Pemerintah Terbitkan Izin 25 PPDS Baru Demi Dokter Spesialis

Senin, 31 Agustus 2026 | 17:59:46 WIB
Kepala Staf Kepresidenan Jenderal TNI (Purn.) Dudung Abdurachman [FOTO: NET].

JAKARTA - Kepala Staf Kepresidenan Jenderal TNI (Purn.) Dudung Abdurachman bersama Menteri Kesehatan (Menkes) Budi Gunadi Sadikin mengumumkan bahwa pemerintah telah menerbitkan izin operasional untuk 25 program pendidikan dokter spesialis (PPDS) baru yang diberikan kepada sejumlah rumah sakit di berbagai daerah Indonesia.

Di Kantor Staf Presiden, Bina Graha, Kompleks Istana Kepresidenan RI, Jakarta, Dudung memaparkan pemberian izin operasional 25 PPDS baru tersebut ditujukan demi menambah jumlah dokter spesialis hingga 55.712 orang yang rencananya bakal didistribusikan ke 481 kabupaten/kota di kawasan luar Pulau Jawa serta wilayah timur Indonesia.

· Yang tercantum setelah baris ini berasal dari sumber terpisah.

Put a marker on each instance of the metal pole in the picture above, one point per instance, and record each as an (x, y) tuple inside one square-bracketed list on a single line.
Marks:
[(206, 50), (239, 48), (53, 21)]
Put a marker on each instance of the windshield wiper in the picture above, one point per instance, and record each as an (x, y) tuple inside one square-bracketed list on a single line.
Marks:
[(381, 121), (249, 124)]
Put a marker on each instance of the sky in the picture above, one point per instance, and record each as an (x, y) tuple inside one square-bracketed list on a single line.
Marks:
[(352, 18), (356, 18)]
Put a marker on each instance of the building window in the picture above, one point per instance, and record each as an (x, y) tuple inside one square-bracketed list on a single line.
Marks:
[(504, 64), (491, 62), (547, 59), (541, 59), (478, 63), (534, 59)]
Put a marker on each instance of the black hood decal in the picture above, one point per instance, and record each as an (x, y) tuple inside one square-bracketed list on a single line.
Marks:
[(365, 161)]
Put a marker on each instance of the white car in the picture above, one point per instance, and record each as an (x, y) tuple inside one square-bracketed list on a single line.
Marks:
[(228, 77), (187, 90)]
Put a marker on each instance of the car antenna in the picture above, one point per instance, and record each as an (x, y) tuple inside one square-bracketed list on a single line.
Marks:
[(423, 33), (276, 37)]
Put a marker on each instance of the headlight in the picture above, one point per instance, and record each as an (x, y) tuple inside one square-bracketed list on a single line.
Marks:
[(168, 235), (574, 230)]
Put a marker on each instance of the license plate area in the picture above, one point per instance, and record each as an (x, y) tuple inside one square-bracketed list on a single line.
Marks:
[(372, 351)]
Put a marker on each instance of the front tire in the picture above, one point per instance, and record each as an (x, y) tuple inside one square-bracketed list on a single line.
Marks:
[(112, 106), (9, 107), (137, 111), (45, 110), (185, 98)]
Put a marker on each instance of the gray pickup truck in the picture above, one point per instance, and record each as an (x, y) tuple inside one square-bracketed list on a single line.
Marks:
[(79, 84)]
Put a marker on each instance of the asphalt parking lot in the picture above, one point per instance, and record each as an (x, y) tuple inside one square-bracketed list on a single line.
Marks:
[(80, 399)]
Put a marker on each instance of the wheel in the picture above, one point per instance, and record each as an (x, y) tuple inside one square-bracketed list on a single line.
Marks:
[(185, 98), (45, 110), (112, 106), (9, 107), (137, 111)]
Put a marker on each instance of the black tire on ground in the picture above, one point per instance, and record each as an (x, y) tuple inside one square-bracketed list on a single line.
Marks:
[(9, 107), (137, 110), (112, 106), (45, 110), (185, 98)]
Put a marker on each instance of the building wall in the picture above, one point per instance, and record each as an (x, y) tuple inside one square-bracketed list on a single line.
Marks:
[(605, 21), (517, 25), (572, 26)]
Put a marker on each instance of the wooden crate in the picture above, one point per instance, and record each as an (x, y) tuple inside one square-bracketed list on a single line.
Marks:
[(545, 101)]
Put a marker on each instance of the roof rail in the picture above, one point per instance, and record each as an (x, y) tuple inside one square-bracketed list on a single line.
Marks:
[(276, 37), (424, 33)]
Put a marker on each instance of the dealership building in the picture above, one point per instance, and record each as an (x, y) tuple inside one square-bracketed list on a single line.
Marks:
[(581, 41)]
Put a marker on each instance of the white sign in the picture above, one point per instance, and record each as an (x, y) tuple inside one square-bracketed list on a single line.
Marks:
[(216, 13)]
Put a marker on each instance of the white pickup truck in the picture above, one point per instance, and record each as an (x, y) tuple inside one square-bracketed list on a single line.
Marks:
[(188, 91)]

"Hari ini tanggal 31 Agustus 2026, Pemerintah Republik Indonesia mengambil langkah bersejarah kami baru saja merampungkan rapat tingkat menteri yang menandai pengesahan dan serah terima surat keputusan izin operasional bagi 25 program studi baru, program pendidikan dokter spesialis atau PPDS yang diselenggarakan di rumah sakit penyelenggara pendidikan utama atau RSPPU," kata Kepala Staf Kepresidenan saat jumpa pers di Bina Graha, Jakarta, Senin (31/8/2026).

Dudung menuturkan pemberian izin operasional 25 program pendidikan dokter spesialis baru itu menjadi wujud tindak lanjut atas arahan Presiden Prabowo serta Astacita Presiden RI.

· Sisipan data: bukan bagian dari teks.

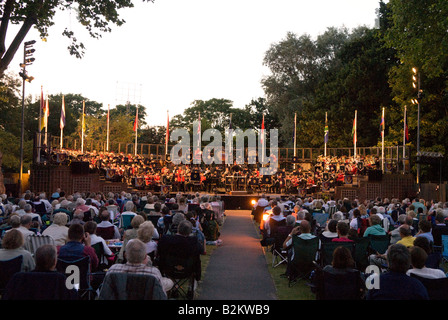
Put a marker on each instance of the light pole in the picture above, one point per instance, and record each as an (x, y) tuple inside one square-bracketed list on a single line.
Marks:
[(416, 85), (27, 60)]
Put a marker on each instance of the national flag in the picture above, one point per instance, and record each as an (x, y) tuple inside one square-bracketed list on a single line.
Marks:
[(62, 121), (406, 132), (262, 130), (136, 120), (42, 109), (83, 121), (46, 113)]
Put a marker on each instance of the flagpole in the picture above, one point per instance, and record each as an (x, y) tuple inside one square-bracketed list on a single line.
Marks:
[(108, 119), (167, 131), (61, 124), (136, 129), (382, 143), (46, 121), (295, 138), (325, 138), (404, 140), (355, 138), (82, 126)]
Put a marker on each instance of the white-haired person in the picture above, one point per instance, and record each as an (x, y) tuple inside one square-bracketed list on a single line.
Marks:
[(58, 230), (137, 263)]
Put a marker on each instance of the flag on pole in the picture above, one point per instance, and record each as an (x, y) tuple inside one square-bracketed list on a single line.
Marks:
[(355, 138), (406, 132), (42, 110), (136, 120), (167, 136), (62, 121)]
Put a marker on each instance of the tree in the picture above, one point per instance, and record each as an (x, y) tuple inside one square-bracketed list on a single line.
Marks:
[(96, 16)]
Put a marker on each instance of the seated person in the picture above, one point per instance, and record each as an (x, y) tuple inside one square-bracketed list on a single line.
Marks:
[(342, 229), (395, 284), (43, 283), (375, 226), (138, 262), (12, 247), (330, 231), (418, 260), (181, 245), (78, 246)]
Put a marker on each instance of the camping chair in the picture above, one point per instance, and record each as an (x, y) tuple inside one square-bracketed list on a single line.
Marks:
[(279, 254), (125, 221), (85, 289), (437, 288), (130, 286), (35, 241), (106, 233), (302, 262), (327, 249), (258, 213), (379, 243), (7, 269), (321, 219), (444, 248), (182, 271), (341, 286)]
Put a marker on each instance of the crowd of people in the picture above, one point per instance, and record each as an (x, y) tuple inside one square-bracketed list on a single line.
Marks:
[(146, 173), (119, 233), (412, 228)]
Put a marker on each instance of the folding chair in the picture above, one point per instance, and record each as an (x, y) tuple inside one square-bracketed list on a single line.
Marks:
[(327, 249), (35, 241), (379, 243), (444, 248), (302, 263), (129, 286), (279, 254), (7, 269), (181, 271), (341, 286)]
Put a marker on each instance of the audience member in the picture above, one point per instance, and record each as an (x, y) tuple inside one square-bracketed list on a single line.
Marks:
[(418, 261), (395, 284), (58, 229), (12, 247)]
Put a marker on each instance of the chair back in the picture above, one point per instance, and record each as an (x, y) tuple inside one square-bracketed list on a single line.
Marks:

Pada kesempatan yang sama, Dudung turut menyampaikan keberhasilan pemerintah tersebut merupakan hasil dari mengurai hambatan (de-bottlenecking) yang sempat ditemui dalam upaya meningkatkan kuantitas dokter spesialis di tanah air.

Kendala-kendala yang sempat mengganjal tersebut di antaranya berkaitan dengan regulasi yang tidak sinkron hingga ego sektoral dari tiap kementerian/lembaga terkait.

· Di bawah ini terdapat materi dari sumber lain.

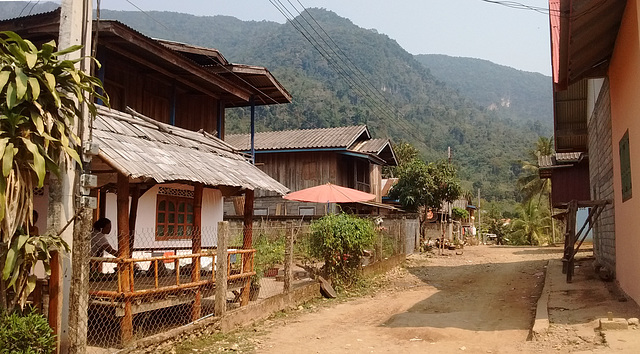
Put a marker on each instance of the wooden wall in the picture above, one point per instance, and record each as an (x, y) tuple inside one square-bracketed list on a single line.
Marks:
[(153, 94), (300, 170), (570, 183)]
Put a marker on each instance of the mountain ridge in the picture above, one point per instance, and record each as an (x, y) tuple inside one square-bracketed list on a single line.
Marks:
[(414, 104)]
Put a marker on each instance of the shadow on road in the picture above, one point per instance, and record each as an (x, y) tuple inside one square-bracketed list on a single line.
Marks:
[(477, 297)]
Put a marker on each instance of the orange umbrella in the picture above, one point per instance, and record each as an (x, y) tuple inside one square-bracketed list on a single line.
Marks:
[(329, 193)]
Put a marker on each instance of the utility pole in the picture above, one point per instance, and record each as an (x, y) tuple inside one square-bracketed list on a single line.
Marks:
[(75, 29), (449, 219), (479, 218)]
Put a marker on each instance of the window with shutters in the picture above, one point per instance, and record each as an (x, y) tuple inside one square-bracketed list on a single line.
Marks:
[(174, 218)]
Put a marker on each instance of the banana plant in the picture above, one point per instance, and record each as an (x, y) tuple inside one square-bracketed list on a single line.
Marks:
[(40, 101)]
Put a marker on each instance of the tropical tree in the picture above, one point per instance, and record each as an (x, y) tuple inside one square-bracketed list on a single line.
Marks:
[(405, 153), (40, 95), (529, 183), (426, 185), (532, 227)]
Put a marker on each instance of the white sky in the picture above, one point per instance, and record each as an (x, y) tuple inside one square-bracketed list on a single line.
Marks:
[(468, 28)]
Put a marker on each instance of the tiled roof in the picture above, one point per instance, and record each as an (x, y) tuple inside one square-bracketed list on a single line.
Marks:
[(342, 137), (142, 148)]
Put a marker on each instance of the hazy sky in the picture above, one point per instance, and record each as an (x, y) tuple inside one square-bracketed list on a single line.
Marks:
[(468, 28)]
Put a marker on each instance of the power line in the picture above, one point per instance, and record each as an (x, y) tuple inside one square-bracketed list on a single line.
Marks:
[(343, 69)]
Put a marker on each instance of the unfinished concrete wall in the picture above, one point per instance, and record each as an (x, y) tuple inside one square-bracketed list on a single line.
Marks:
[(601, 176)]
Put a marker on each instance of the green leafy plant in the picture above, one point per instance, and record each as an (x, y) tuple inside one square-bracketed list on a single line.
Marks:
[(29, 333), (340, 240), (40, 99), (269, 252), (459, 213)]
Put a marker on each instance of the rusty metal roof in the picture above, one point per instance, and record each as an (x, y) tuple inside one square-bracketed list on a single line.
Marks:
[(570, 119), (323, 138), (560, 158), (381, 148), (187, 62), (583, 35), (144, 149)]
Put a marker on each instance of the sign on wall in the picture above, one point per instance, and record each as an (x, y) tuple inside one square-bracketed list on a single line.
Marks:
[(625, 166)]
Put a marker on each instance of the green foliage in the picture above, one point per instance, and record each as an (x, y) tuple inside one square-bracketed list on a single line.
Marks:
[(40, 97), (533, 226), (459, 213), (433, 111), (24, 252), (340, 240), (524, 96), (28, 333), (269, 251), (425, 185)]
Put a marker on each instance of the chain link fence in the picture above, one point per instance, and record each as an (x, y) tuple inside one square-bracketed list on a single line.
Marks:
[(174, 277)]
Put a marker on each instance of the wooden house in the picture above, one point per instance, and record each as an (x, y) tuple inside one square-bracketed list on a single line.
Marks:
[(299, 159), (163, 169), (595, 57)]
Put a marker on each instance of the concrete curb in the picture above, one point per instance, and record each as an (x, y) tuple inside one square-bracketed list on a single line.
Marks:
[(541, 323)]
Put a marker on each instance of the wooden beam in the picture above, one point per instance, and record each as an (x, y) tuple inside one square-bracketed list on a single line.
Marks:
[(55, 297), (247, 240), (124, 271), (173, 58), (133, 214), (163, 71), (247, 243), (196, 247)]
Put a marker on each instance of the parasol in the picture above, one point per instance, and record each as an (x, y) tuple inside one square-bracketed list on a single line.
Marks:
[(329, 193)]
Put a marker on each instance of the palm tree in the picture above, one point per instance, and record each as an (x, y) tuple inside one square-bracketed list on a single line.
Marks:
[(532, 225), (530, 183)]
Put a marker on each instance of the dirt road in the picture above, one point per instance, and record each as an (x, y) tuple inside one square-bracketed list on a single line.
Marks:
[(481, 301)]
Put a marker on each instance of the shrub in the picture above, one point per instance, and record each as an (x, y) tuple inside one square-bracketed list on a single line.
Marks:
[(29, 333), (341, 239)]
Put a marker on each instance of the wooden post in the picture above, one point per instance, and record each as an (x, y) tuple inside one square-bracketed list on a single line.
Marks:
[(288, 258), (247, 243), (55, 296), (126, 322), (196, 247), (133, 214), (220, 304)]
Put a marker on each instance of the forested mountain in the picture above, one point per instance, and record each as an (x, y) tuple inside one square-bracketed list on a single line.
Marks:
[(512, 93), (413, 104)]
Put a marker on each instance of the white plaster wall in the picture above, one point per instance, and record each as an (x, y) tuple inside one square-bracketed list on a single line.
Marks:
[(212, 213)]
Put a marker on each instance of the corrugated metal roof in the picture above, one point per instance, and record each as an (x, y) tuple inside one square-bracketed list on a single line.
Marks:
[(378, 147), (560, 158), (373, 146), (341, 137), (141, 148)]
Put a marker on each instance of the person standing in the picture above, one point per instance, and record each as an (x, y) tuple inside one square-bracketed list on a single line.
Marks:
[(99, 242)]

"Dalam dua bulan terakhir, hambatan keterbatasan regulasi dan masalah birokrasi itu berhasil kami atasi," ujar Kepala Staf Kepresidenan.

Proses pengawalan yang dijalankan oleh Kedeputian III Kantor Staf Kepresidenan demi pemenuhan dokter spesialis tersebut sudah diupayakan sejak Juli 2026.

Pemenuhan kebutuhan dokter spesialis di dalam negeri mulanya sempat menemui jalan buntu secara struktural (deadlock) akibat dipicu perbedaan regulasi yang mengatur ekosistem wahana pendidikan tinggi serta fasilitas pendidikan.

Guna merespons permasalahan itu, KSP menjalin koordinasi bersama Kementerian Koordinator Pembangunan Manusia dan Kebudayaan (Kemenko PMK) untuk mewujudkan rekonsiliasi, di antaranya lewat memimpin rangkaian rapat koordinasi, hingga mendampingi rapat panel tim ahli dan rapat pleno.

Rentetan langkah diplomasi birokrasi tersebut pada akhirnya berhasil memangkas sekat-sekat sektoral yang selama ini memisahkan Kementerian Kesehatan dan Kementerian Pendidikan Tinggi, Sains dan Teknologi.

Imbasnya, sebanyak 25 izin operasional PPDS resmi diterbitkan pada hari ini untuk gelombang Tahap I Tahun 2026.